Bem no meio da praça dos idosos, situada ao lado da Igreja Nova Apostólica e na zona traseira da Caixa Económica de Cabo Verde, na Fazenda, encontrava-se um sujeito jovial, de cara fechada, sentando num dos velhos e despedaçados bancos. Seu olhar tristonho fazia transparecer alguma preocupação que lhe vinha na alma. Ao seu redor, uma legião de idosos reformados botavam a conversa em dia. A conversa girava ao redor das eleições legislativas de vinte de Março, ganho pelo Ulisses Correia e Silva do partido Movimento para a Democracia (MPD), da proximidade das eleições autárquicas e presidenciais, bem como do mercado de transferência nos campeonatos europeus de clubes de futebol. Entre uma e outra prosa, entre um e outro dedo de conversas, lá se iam dois ou três compadres em direcção ao quiosque, situado a uns escassos media dúzia de três ou quatro metros, a fim de tomar umas pingas.
O sujeito, de nome Beco, permanecia ali estático. O sorriso em momento algum habitava sua cara, e nas raras vezes que virava sua cabeça, não o fazia mais do que noventa graus tanto para um lado quanto para outro. Queria ele nada mais do que algo para quebrar o jejum. Era seu primeiro dia de liberdade. Tinha passado a noite ali mesmo, ao pé da Igreja Nova Apostólica. A noite porém não foi bem dormida. Além do vaivém dos carros na avenida, um mar de pensamentos o impedia de ter uma boa noite de sono. Madrugada dentro, estava ainda de olhos abertos. As preocupações eram imensas e o sono desejado não vinha. No seu bolso tinha nada mais, nada menos do que um monte de nada e coisa alguma. Mas apesar disso, as necessidades do corpo não o entendia. A fome era do tamanho da vontade de comer.
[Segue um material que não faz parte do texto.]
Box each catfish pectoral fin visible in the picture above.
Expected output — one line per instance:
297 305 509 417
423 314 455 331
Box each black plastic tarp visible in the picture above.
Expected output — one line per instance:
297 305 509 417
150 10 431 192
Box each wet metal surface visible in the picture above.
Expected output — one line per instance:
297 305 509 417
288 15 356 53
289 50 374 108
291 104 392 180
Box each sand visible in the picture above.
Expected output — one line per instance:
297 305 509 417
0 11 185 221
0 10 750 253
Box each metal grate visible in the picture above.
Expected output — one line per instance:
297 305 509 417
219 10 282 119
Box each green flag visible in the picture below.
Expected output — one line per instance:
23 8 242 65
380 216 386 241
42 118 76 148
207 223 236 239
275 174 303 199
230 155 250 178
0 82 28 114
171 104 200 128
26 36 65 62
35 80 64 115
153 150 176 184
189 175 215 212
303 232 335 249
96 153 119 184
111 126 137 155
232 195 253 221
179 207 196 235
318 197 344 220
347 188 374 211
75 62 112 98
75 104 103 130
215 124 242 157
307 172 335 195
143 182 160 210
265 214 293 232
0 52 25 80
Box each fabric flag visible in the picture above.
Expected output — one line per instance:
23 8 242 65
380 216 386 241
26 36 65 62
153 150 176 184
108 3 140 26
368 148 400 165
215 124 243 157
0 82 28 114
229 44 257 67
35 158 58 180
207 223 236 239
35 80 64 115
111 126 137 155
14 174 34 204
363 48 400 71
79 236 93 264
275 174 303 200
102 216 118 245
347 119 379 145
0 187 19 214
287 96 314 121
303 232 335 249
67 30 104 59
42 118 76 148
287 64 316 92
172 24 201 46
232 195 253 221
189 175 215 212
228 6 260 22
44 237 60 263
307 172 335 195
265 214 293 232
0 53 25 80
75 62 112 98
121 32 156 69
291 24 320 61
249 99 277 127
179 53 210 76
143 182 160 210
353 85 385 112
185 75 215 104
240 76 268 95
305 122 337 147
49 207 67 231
Momentos volvidos, Beco ergueu-se e pôs-se a andar. De cabiz baixo, olhar tristonho e sereno, passos lentos e dolorosos, começou a vagabundear Fazenda abaixo. Caminhou pelos estreitos corredores da Sucupira, onde de quando em vez vinha até si aquele aroma apetitoso de cachupa guisada, ovo frito, linguiça de porco e café com leite. Pior que passar a fome era a tortura que passara por suportar tamanha tentação. Tentava desviar seus sentidos para as múltiplas estantes onde estavam em montras sapatos caríssimos, relógios, cordões de ouro, mas, não adiantava. Foi cruel, mas o menino suportou. Minutos depois, Beco saiu do outro lado da Sucupira. Aproximou-se timidamente de uma das muitas barracas onde se vende a comida e pediu a uma senhora, ainda jovem, que lhe desse algo para matar a fome. Apesar de saber de antemão que não recebera, fê-lo na mesma. Uma coisa tinha ele a certeza: embora a fome cavava cada vez mais o seu túmulo, roubar era algo que não iria fazer. Para a sua surpresa, a senhora mandou-o sentar e, instante depois, ofereceu-o um prato com cachupa, ovo estrelado, e no lugar de linguiça, um bom pedaço de carne. A sua surpresa era do tamanho da vontade de comer. Simplesmente raspou o prato. Quando terminado, entregou o prato, fez um gesto com a cabeça em sinal de gratidão (pois a boca ainda estava mastigando, e ele bem sabia que de boca cheia não se deve falar) e pôs-se novamente a caminhar. O que ele não sabia era de que a comida que acabara de quebrar seu jejum veio das sobras dos vários clientes que anteriormente ali tinham frequentado. Mas como diz o ditado popular, o que o olho não vê o coração não sente. E o seu olho nada daquilo teria visto. E ainda que visse. Era capaz que apreciasse ainda mais.